Furnished holiday lets (FHLs) are hitting the headlines once again following the Upper Tribunal's landmark ruling in the Pawson Case, in which it was decided that a FHL was not eligible for business property relief (BPR) as it was held mainly as an investment.

When the FHL legislation was introduced in 1984, HM Revenue & Customs (HMRC) accepted that FHLs qualified for BPR on actively managed holiday lets. But it has subsequently changed its view. Pawson was effectively a test case, and a number of other cases will have been held up awaiting its result. However, all may not be lost as hopefully the case will be taken to the Court of Appeal on the back of a fighting fund.

Despite the uncertainty surrounding BPR and other changes in recent years, it's worth being aware there are still some helpful tax rules specific to FHL businesses.

Qualifying as a FHL

Briefly, to qualify as a FHL the property must be in the UK or the EEA, and it must be let fully furnished on a commercial basis for at least 105 days each year on short-term lets that last no longer than 31 days. It must be also be available for at least 210 days each year, and lets longer than 31 days are restricted to a period of no more than 155 days per year.
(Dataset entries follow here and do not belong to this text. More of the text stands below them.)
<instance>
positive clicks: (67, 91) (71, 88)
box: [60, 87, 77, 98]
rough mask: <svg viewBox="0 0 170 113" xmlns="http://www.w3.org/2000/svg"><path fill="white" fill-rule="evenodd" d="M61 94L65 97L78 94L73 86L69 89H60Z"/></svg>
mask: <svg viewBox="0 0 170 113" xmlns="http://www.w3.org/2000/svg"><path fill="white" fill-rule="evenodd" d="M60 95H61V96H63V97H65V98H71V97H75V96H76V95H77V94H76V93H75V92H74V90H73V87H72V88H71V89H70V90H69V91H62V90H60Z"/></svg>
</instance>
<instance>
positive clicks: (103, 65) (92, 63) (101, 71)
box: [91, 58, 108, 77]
It may still be possible to qualify even if you don't quite hit the required number of let days. It is worth reviewing whether the advantages of qualifying would outweigh the disadvantages, and how much effort you put into trying to meet all the rules.

FHL advantages

Advantages include the ability to claim capital allowances on furnishings and integral features such as plumbing and wiring. Entrepreneurs' relief may be available on the sale of a FHL business, reducing the rate of capital gains tax from 28% to 10%. Gains can be held over on a gift of a FHL and certain gains can also be rolled over into the purchase of a FHL.

Disadvantages

Unfortunately, it is no longer possible to set FHL losses against other income and they can now only be set-off against future FHL profits of the same business, with UK and EEA FHLs treated as separate businesses. Losses cannot be offset against non-FHL rental income.

The content of this article is intended to provide a general guide to the subject matter. Specialist advice should be sought about your specific circumstances.